On metal health issues being prevalent in the music industry, Mercer acknowledges the pressure that artists feel:
“Oh there is definitely a pressure,” he nods. ‘The more successful you are as an artist, the more pressure there is. You are constantly putting yourself out there: every song you wrote or sing, you are telling people about yourself, and you don’t have anywhere to hide, so you lose a safe space. The rise of social media has benefitted the world, but it’s a hindrance because you are constantly comparing yourself to others and looking at others: ‘How can I be like them? How can I be like that, how can my post get as many likes as that?’ It becomes this ridiculous thing where you’re constantly comparing yourself to others, and that’s not a healthy way to live.”
“Mental health and wellness are things we really need to be taught in school...”
Men often suffer in silence regarding mental health issues, with a view that sharing feelings is not masculine. Mercer is seeing a subtle shift in options on this, too:
“I was watching Kanye West on David Letterman. He was diagnosed with bipolar and said he went to hospital, where they took him away from the people he came to the hospital with. He said he was cuffed to the bed, I think. The taboo was there and everyone was saying he was behaving erratically. The analogy he used was that his brain was sprained like a sprained ankle, and if someone sprains their ankle, you’re not going to put pressure on it. When someone has any kind of mental breakdown or episode, people put a load of pressure on it and it makes the whole thing a lot worse. I think the way we handle certain flare-ups in mental health needs to change.”
After experiencing panic attacks before shows in the past, Mercer says he gets through each gig on pure adrenaline.
“I used to be not all there before a show, the adrenaline kept me going throughout it, and afterwards I would go straight back to the hotel to sleep. I try and listen to some music beforehand and have a few beers now; I’m sure there is something else I could be doing that’s better!
Unaware of what help is available for people working in the music industry, Mercer found that the Headspace app helped him take the time to work on his mental health.
“Doing mindfulness everyday really helped me,” he confirms. “Taking that time every day to work on taking yourself out of wherever you are at, so if you are in a stressful environment or are feeling anxious, you can step out, focus on your breathing, feel your feet on the floor, your hands on your legs – I feel it totally levels you. I think [mental health and wellness] are things we need to be taught in school, but we're not.”

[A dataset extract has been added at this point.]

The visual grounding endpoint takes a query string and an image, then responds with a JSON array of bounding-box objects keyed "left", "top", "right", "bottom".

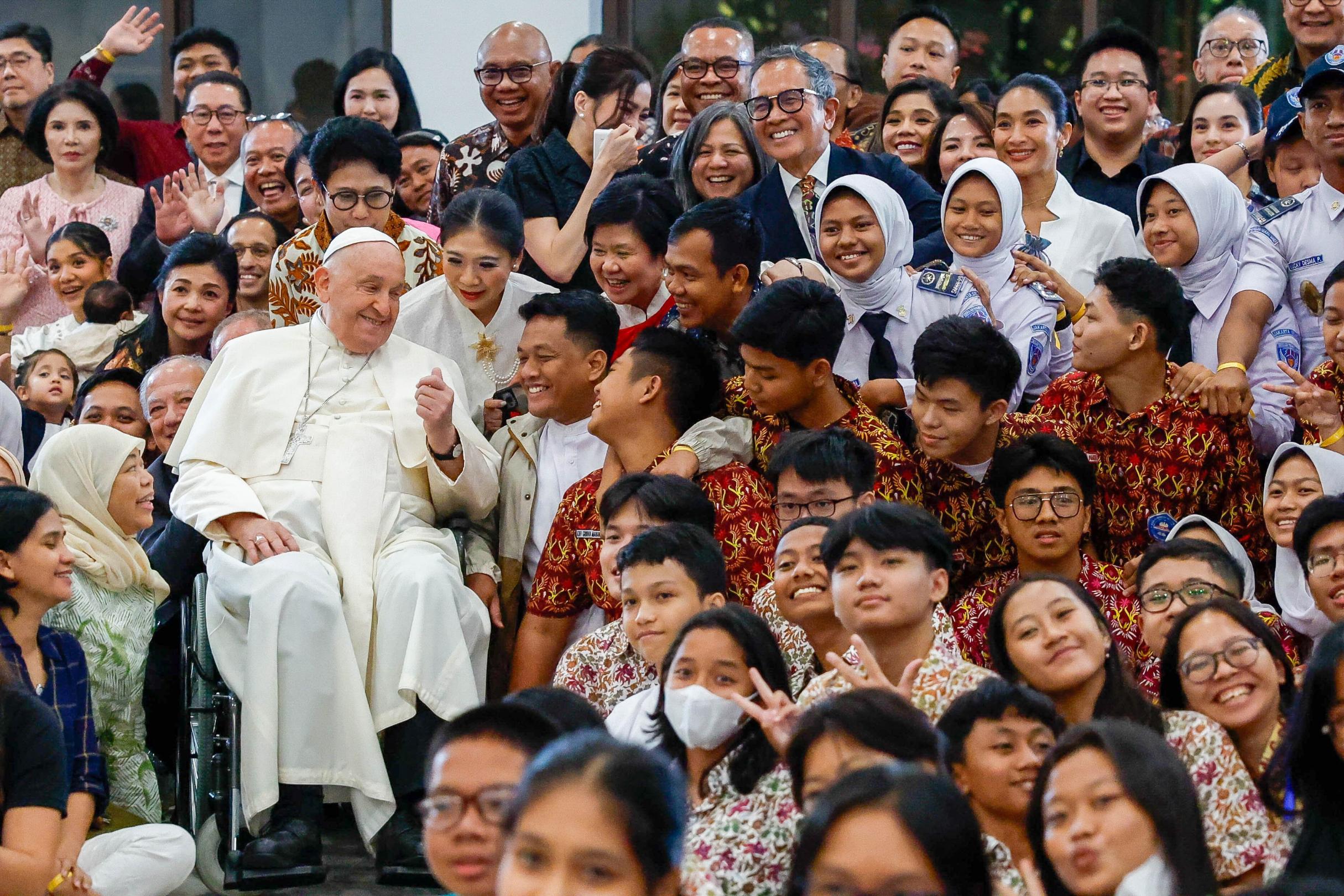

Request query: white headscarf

On the help available for people in the music industry, Mercer can see more of a positive focus being directed towards mental health, with companies like Sony Music UK reportedly giving its employees an extra two days’ holiday in order to look after their mental health.
“At Independent Venue Week there were posters all around the venue for people struggling with nerves before they go on stage,” Mercer remembers. “People have started to engage with this. There needs to be more help for artists and people working at the labels. So many are scared of burn out with performances, plus a load of interviews before and after – labels need to take this into account.”